The museum tower, its signature structure, can be seen going up on the east side of Stony Island Avenue.

 

Shogan also met with two Obama Foundation executive vice presidents, Alfreda Bradley-Coar and Tina Tchen, a former White House chief of staff to Michelle Obama.

 

There could be a NARA archivist at the public library branch to help students and others do online research. And NARA education specialists might at times work with the foundation on events at the Obama center.

 

The Obama library has never had a director. Shogan said she will hire a director, based in Chicago, with a core NARA team.
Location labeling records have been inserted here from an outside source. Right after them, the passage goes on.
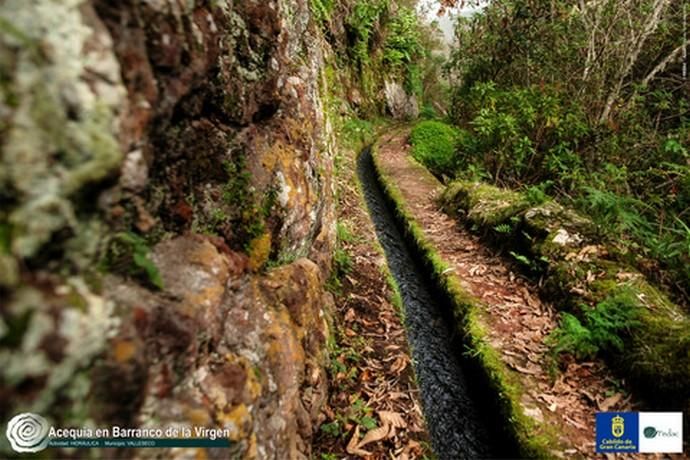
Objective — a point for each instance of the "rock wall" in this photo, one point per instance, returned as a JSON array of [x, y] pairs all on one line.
[[166, 217]]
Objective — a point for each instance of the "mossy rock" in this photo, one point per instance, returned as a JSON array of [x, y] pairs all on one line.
[[657, 352], [483, 204]]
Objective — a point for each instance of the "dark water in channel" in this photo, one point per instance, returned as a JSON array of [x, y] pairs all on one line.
[[459, 425]]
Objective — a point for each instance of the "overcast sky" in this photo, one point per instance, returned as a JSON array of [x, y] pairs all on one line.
[[430, 7]]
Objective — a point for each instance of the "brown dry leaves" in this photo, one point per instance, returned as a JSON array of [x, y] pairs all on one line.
[[373, 365], [517, 321]]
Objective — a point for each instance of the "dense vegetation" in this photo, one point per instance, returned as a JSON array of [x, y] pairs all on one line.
[[381, 40], [585, 102]]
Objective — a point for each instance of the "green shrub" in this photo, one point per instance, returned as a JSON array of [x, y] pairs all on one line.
[[321, 10], [601, 330], [434, 144]]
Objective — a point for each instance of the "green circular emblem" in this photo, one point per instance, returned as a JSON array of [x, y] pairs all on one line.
[[649, 432]]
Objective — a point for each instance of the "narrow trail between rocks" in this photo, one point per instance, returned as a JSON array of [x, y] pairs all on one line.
[[454, 419], [516, 320]]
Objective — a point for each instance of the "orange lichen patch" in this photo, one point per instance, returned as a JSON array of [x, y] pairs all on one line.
[[198, 416], [283, 352], [209, 292], [252, 451], [259, 250], [237, 421], [200, 454], [298, 288], [124, 350], [252, 384]]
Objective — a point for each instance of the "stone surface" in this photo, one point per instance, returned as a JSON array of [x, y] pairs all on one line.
[[157, 158], [402, 106]]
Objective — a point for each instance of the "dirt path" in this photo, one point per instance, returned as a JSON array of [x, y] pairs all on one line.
[[517, 321], [373, 394]]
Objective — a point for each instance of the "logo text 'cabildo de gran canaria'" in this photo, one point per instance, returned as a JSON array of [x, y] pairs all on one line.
[[648, 432], [27, 433], [617, 432], [618, 426]]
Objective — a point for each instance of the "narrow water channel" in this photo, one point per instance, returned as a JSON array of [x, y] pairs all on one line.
[[458, 423]]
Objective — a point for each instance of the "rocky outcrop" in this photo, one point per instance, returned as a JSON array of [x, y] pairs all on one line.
[[582, 273], [166, 217]]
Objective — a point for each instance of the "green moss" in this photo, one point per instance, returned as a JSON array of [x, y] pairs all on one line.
[[483, 204], [535, 440], [651, 348], [128, 254], [433, 145]]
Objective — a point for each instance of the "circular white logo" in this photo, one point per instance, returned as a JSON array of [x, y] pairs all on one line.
[[28, 432]]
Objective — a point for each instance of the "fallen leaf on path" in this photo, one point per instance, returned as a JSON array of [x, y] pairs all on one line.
[[374, 435], [392, 418], [353, 445], [609, 402]]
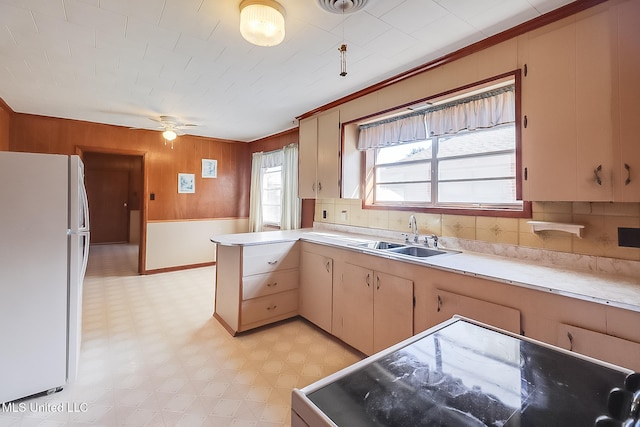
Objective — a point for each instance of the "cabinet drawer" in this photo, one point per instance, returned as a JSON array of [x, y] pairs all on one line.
[[266, 258], [260, 285], [600, 346], [257, 309], [449, 304]]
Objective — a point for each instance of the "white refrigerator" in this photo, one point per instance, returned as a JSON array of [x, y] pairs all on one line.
[[44, 247]]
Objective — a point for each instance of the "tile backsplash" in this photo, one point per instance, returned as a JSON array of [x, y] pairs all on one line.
[[599, 238]]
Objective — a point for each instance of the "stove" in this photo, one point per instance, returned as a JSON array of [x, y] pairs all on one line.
[[463, 373]]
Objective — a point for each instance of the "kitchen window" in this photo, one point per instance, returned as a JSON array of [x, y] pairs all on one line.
[[272, 196], [459, 153], [273, 199]]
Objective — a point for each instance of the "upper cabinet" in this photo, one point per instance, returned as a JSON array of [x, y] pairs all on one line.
[[567, 134], [319, 156], [580, 96], [627, 187]]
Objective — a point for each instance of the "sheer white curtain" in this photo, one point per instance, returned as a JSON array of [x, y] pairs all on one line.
[[479, 113], [291, 204], [392, 132], [255, 195], [484, 110]]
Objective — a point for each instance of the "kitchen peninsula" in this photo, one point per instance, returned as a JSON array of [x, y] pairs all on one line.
[[270, 276]]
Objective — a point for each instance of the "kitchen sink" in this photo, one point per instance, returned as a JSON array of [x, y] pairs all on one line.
[[380, 245], [418, 251]]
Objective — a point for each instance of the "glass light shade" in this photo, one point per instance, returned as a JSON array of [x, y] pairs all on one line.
[[169, 135], [262, 22]]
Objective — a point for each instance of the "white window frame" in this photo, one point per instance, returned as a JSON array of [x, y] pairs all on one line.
[[517, 208]]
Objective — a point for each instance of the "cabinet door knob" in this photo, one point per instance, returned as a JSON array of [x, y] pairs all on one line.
[[628, 180], [596, 172]]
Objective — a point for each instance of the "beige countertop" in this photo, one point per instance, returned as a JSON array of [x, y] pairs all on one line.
[[608, 288]]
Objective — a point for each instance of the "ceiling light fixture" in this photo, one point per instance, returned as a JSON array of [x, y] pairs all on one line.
[[169, 135], [342, 7], [262, 22]]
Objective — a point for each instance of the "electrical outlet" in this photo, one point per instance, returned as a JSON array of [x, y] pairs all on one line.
[[629, 237]]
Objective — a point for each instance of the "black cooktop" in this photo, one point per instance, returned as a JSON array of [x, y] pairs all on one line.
[[468, 375]]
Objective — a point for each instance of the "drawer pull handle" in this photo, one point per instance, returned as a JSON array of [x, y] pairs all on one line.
[[628, 180], [596, 172]]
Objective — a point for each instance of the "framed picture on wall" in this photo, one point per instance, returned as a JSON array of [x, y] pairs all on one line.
[[209, 168], [186, 183]]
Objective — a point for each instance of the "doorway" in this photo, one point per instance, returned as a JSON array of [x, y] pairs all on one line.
[[115, 190]]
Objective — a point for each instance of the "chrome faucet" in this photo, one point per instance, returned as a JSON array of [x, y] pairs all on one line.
[[413, 226]]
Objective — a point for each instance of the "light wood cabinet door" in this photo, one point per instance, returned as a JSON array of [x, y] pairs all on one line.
[[549, 108], [328, 167], [594, 121], [319, 157], [356, 314], [316, 289], [449, 304], [307, 158], [568, 134], [600, 346], [376, 309], [628, 43], [392, 310]]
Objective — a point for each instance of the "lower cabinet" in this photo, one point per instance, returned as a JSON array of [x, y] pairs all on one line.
[[316, 288], [449, 304], [600, 346], [376, 309], [256, 285]]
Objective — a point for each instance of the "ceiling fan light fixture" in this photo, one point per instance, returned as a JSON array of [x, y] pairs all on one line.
[[262, 22], [169, 135]]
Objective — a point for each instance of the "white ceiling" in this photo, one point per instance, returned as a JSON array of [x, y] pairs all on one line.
[[123, 61]]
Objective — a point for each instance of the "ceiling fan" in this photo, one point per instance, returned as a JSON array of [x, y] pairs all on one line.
[[172, 127]]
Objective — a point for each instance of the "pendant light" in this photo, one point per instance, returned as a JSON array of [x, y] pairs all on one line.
[[343, 59], [262, 22], [342, 7], [169, 135]]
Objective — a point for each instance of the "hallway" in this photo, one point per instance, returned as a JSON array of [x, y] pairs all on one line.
[[152, 354]]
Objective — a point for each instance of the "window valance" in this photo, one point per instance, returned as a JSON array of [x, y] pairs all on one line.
[[484, 110]]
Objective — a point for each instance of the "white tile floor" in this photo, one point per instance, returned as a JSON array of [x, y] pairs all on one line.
[[152, 354]]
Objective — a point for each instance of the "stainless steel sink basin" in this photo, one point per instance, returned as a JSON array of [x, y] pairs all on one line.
[[380, 245], [418, 251]]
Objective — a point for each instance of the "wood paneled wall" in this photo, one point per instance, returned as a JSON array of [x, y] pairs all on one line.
[[226, 196], [5, 120]]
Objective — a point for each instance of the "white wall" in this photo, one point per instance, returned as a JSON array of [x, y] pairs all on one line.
[[183, 243]]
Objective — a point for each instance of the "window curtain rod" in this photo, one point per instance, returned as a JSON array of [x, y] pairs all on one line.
[[479, 96]]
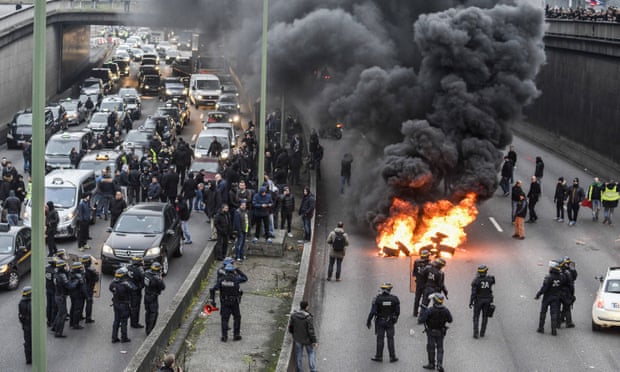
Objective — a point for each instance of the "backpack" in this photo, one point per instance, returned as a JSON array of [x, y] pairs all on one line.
[[339, 242]]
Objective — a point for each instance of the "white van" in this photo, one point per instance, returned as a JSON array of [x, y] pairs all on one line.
[[66, 187], [204, 89]]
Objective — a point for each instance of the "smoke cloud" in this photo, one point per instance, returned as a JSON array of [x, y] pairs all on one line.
[[428, 89]]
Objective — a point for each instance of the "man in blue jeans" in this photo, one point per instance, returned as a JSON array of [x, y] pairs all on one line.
[[301, 327]]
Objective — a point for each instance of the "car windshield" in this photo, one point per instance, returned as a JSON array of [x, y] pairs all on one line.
[[132, 224], [24, 120], [6, 244], [613, 286], [207, 84], [61, 147], [63, 197], [204, 142]]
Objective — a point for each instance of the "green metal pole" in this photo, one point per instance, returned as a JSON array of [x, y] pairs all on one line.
[[39, 328], [263, 98], [282, 120]]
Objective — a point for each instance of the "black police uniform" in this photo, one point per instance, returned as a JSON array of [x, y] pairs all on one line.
[[92, 277], [153, 285], [121, 295], [62, 285], [230, 296], [551, 291], [568, 296], [50, 305], [25, 318], [418, 269], [77, 293], [481, 299], [435, 319], [136, 275], [433, 282], [385, 309]]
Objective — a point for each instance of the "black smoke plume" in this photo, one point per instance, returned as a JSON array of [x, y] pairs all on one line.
[[428, 89]]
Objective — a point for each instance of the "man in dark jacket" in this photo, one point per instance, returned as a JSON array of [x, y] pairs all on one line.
[[301, 327], [51, 227], [222, 225], [575, 197]]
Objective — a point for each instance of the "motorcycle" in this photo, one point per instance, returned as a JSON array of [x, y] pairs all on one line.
[[332, 132]]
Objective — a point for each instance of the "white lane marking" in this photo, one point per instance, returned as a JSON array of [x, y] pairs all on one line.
[[497, 226]]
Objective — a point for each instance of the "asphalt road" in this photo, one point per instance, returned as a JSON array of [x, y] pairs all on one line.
[[90, 349], [511, 343]]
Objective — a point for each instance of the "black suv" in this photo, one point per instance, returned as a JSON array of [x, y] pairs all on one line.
[[148, 230], [15, 253], [20, 128]]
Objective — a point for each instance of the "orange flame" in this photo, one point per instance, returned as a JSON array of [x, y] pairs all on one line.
[[414, 229]]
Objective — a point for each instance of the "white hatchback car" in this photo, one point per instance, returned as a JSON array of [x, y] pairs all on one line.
[[606, 307]]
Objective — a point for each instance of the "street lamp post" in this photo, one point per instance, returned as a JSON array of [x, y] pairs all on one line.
[[263, 98], [37, 266]]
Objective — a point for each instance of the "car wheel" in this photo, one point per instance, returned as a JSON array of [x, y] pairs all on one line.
[[164, 264], [13, 282]]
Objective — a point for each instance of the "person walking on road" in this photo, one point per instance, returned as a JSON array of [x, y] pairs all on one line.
[[230, 297], [25, 318], [153, 286], [385, 310], [435, 319], [418, 268], [481, 299], [301, 327], [338, 240]]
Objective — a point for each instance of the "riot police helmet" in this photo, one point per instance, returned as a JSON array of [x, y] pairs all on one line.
[[156, 266], [27, 291], [121, 273], [439, 262]]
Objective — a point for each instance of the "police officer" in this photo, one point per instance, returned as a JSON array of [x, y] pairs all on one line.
[[61, 290], [435, 318], [50, 305], [433, 280], [77, 293], [25, 318], [230, 296], [153, 285], [385, 309], [136, 275], [92, 277], [568, 291], [551, 291], [121, 288], [481, 298], [418, 268]]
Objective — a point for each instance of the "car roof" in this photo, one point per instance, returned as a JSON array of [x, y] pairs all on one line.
[[60, 177]]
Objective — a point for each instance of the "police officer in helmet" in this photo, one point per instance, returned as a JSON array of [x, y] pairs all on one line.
[[433, 280], [385, 310], [230, 296], [25, 318], [121, 288], [136, 276], [418, 268], [153, 285], [481, 298], [551, 291], [435, 318]]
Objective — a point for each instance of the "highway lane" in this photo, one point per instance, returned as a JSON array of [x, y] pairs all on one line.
[[511, 343], [90, 349]]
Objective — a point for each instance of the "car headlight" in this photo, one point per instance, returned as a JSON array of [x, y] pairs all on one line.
[[151, 252], [107, 250]]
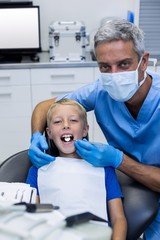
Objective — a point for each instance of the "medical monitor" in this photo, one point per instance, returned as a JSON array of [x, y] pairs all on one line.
[[19, 30]]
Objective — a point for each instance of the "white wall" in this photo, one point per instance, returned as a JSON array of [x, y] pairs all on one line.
[[91, 12]]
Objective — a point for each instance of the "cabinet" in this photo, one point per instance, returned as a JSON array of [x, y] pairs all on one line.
[[15, 114]]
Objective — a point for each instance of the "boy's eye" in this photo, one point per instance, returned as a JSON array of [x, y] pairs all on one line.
[[57, 121], [74, 120]]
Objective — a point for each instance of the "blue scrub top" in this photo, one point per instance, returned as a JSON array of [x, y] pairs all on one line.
[[138, 138]]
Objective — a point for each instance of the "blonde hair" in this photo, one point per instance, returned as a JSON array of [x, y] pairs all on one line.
[[66, 101]]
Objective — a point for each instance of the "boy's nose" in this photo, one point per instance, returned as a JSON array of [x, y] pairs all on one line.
[[66, 125]]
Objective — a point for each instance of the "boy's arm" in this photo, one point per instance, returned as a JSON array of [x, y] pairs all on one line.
[[118, 220]]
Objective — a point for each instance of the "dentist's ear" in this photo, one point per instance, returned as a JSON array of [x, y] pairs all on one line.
[[145, 60]]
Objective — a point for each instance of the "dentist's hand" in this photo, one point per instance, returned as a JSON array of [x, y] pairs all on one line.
[[36, 151], [98, 154]]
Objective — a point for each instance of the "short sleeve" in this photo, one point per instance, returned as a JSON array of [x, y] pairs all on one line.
[[112, 185]]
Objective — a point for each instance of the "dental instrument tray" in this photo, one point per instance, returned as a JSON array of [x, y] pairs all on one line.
[[68, 41]]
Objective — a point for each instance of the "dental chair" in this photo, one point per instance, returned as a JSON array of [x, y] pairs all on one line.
[[140, 203], [15, 168]]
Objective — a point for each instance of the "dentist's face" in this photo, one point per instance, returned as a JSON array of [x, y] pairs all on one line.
[[65, 128], [116, 56]]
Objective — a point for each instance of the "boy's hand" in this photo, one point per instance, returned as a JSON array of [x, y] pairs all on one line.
[[36, 151]]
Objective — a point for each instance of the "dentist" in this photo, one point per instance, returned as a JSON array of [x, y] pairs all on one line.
[[126, 102]]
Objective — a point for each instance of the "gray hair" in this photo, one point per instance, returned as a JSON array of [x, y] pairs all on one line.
[[120, 29]]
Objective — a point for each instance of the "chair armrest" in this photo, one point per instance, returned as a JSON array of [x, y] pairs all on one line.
[[140, 205]]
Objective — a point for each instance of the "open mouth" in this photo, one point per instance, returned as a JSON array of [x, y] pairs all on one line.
[[67, 138]]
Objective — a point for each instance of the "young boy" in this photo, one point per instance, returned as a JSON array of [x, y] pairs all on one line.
[[71, 182]]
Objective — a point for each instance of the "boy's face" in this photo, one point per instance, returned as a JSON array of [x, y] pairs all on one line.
[[65, 128]]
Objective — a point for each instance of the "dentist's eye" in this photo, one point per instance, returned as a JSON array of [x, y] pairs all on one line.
[[57, 121]]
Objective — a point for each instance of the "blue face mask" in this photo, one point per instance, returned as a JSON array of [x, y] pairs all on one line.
[[121, 86]]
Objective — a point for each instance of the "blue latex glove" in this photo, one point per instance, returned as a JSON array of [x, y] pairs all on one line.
[[98, 154], [36, 151]]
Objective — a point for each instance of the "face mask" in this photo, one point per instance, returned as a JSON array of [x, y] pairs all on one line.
[[121, 86]]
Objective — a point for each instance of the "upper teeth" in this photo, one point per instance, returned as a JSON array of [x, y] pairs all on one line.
[[67, 138]]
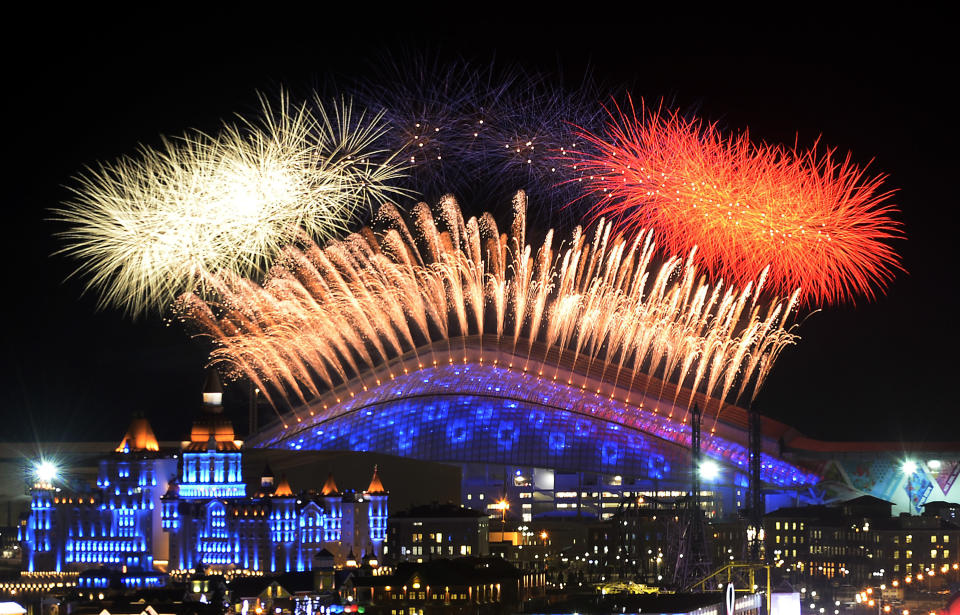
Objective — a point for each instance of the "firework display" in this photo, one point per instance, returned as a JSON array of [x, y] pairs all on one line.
[[329, 313], [148, 227], [482, 132], [818, 222]]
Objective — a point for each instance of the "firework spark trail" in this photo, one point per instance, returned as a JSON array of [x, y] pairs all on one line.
[[329, 314], [482, 131], [817, 221], [148, 227]]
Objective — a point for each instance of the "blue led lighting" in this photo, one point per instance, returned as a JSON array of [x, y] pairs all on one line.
[[482, 413]]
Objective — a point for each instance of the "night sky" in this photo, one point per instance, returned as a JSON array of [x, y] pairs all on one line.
[[878, 370]]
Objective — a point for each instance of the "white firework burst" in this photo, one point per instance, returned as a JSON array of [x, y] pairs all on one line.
[[151, 226]]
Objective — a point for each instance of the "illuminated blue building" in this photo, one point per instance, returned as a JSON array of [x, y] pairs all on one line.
[[188, 508], [214, 523], [554, 437], [115, 525], [549, 439]]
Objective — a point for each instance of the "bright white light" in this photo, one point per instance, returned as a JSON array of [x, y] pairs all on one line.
[[709, 470], [45, 472]]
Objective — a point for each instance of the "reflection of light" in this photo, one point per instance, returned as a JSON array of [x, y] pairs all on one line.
[[46, 471], [709, 470]]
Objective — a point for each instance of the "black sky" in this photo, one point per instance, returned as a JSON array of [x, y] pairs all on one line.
[[81, 92]]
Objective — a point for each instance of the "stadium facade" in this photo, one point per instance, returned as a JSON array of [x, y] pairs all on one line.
[[545, 438]]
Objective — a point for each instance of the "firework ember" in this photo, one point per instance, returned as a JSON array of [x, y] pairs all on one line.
[[330, 314], [820, 223], [149, 227]]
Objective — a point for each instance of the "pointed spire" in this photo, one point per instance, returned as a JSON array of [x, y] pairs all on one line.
[[139, 437], [330, 487], [266, 479], [212, 392], [283, 487], [376, 487]]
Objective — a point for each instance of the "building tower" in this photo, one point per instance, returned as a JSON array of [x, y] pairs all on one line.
[[333, 504], [377, 512], [211, 459]]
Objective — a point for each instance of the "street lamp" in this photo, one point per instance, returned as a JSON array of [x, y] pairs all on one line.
[[709, 470], [45, 472]]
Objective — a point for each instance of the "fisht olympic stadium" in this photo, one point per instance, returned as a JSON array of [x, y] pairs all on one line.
[[559, 441]]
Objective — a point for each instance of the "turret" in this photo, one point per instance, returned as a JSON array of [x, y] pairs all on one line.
[[377, 512]]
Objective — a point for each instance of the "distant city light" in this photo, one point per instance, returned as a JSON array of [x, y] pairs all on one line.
[[709, 470], [46, 471]]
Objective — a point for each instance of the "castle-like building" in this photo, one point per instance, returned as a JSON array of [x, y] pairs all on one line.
[[187, 509]]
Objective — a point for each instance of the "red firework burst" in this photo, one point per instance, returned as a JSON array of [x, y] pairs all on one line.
[[819, 223]]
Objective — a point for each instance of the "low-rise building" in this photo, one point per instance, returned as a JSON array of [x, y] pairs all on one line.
[[437, 531]]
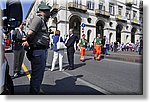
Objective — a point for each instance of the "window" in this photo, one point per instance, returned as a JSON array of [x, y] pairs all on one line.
[[119, 10], [90, 5], [128, 13], [111, 9], [134, 14]]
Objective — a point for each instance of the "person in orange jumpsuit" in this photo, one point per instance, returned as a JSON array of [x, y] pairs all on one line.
[[98, 47], [82, 46]]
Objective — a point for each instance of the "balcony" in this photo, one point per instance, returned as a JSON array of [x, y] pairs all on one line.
[[121, 18], [141, 6], [77, 7], [55, 9], [135, 21], [102, 13], [129, 2]]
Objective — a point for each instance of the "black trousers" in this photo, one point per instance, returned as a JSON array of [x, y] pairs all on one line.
[[70, 56]]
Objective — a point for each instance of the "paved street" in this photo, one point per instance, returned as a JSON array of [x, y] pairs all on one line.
[[91, 77]]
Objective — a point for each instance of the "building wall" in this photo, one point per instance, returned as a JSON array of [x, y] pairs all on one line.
[[63, 17]]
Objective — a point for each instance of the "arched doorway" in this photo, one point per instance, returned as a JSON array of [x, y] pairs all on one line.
[[119, 28], [74, 23], [133, 34], [100, 28], [88, 35]]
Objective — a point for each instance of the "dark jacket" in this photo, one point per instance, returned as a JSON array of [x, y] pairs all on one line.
[[17, 39], [70, 43], [55, 40]]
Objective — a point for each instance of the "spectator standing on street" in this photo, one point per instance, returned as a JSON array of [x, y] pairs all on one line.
[[82, 46], [137, 46], [115, 46], [18, 37], [103, 45], [141, 46], [112, 46], [38, 40], [98, 47], [107, 46], [57, 52], [70, 42]]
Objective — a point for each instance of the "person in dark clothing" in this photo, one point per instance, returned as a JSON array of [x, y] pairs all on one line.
[[115, 46], [38, 40], [103, 45], [70, 41], [141, 46]]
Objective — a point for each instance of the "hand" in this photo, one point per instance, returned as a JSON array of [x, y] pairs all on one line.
[[25, 44]]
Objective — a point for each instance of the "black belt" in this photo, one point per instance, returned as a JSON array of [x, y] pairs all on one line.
[[39, 47]]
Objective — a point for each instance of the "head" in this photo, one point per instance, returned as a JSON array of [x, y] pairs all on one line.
[[22, 26], [70, 31], [44, 10], [83, 36], [57, 33], [98, 35]]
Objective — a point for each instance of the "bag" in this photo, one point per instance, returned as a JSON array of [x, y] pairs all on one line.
[[94, 51], [29, 54], [60, 45]]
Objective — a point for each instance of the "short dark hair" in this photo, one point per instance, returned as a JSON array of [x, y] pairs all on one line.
[[57, 33]]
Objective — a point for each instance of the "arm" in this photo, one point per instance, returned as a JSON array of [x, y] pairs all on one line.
[[34, 27]]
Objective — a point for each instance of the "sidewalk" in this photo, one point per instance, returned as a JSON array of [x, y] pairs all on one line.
[[123, 56]]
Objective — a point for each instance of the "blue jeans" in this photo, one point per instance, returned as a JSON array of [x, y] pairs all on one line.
[[38, 63]]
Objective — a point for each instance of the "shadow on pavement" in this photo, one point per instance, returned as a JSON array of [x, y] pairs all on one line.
[[65, 86]]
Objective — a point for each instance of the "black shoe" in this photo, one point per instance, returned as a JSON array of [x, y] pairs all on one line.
[[70, 68]]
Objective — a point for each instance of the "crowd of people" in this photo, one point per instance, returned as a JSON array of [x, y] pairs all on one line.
[[36, 43]]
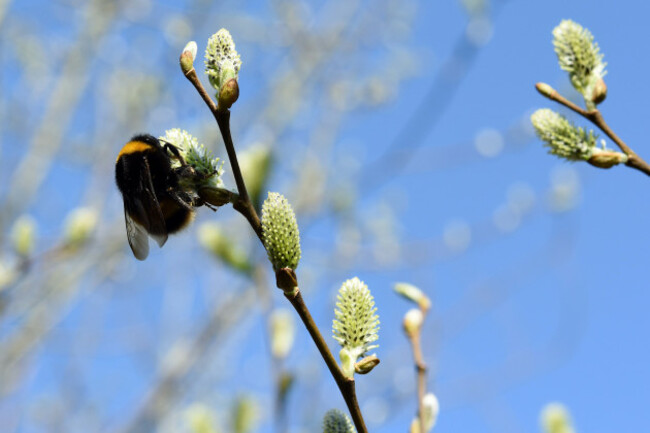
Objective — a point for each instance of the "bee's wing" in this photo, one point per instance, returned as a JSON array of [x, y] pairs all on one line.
[[156, 226], [137, 236]]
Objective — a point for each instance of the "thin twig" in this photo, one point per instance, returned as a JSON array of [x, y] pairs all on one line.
[[345, 384], [245, 206], [596, 117], [421, 371]]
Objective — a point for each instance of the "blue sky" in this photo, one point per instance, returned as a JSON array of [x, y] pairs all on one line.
[[546, 305]]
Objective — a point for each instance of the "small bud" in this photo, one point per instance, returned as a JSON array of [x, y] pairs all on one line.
[[366, 365], [336, 421], [283, 332], [245, 415], [413, 321], [555, 419], [229, 94], [79, 225], [280, 232], [544, 89], [600, 92], [356, 325], [607, 158], [23, 234], [255, 163], [187, 57], [8, 274], [413, 294], [431, 408], [212, 238]]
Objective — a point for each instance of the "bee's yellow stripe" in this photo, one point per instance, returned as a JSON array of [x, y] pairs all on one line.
[[134, 147]]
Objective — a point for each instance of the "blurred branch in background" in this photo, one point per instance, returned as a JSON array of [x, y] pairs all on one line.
[[130, 347]]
Discussions are underway about housing the Chicago NARA Obama team at the Obama Center.

 

By the way, the Obamas have never been to the Hoffman Estates facility.

 

Obama items to go out on loan

 

Shogan anticipates high demand from around the world for Obama artifacts to display. About 100 objects have been earmarked for loans to the museum at the Obama center. 

 

“Our archivists will know the collection better than anyone else because they will have photographed it, and they will have catalogued it and inventoried it,” Shogan said.

 

The Obama museum won’t always have first dibs on all artifacts, which are NARA property.

 

“A lot of museums across the world are going to want to have those artifacts in their exhibits, not just the Obama Presidential Center,” Shogan said. “So there will have to be, you know, a juggling of what artifact is going where and an openness and a transparency and collaboration with the Obama Foundation so that we are able to make sure they have the objects that they want for their exhibits to make that the best museum possible.”

 

Shogan said Michelle Obama dresses will be popular “and probably a lot of the dog stuff, too.”

 

Presidential libraries “are, yes, about that president, about that first family,” Shogan said. “But it’s also, in the case of Obama, eight years of our history . . . a lens into a particular moment in time of American history.”

 

Obama virtual library: obamalibrary.gov

 

The 14th NARA presidential library is up and running, with materials posted as available. Obama’s presidential records became subject to Freedom of Information Act requests on Jan. 20, 2022, and the files that have been released are online.

 

Trump virtual library: trumplibrary.gov

 

The Trump administration classified and unclassified records and artifacts are in NARA’s College Park facility. Fourteen Trump library staffers work at NARA’s 15th presidential library.

 

Obama’s ‘courtesy’ Senate records storage

 

NARA also is storing Obama’s U.S. Senate records as a “courtesy” but is not the legal owner of the documents. Shogan said she reminded the Obama foundation team in Chicago “we have them in courtesy storage … and they may want to put them someplace else.”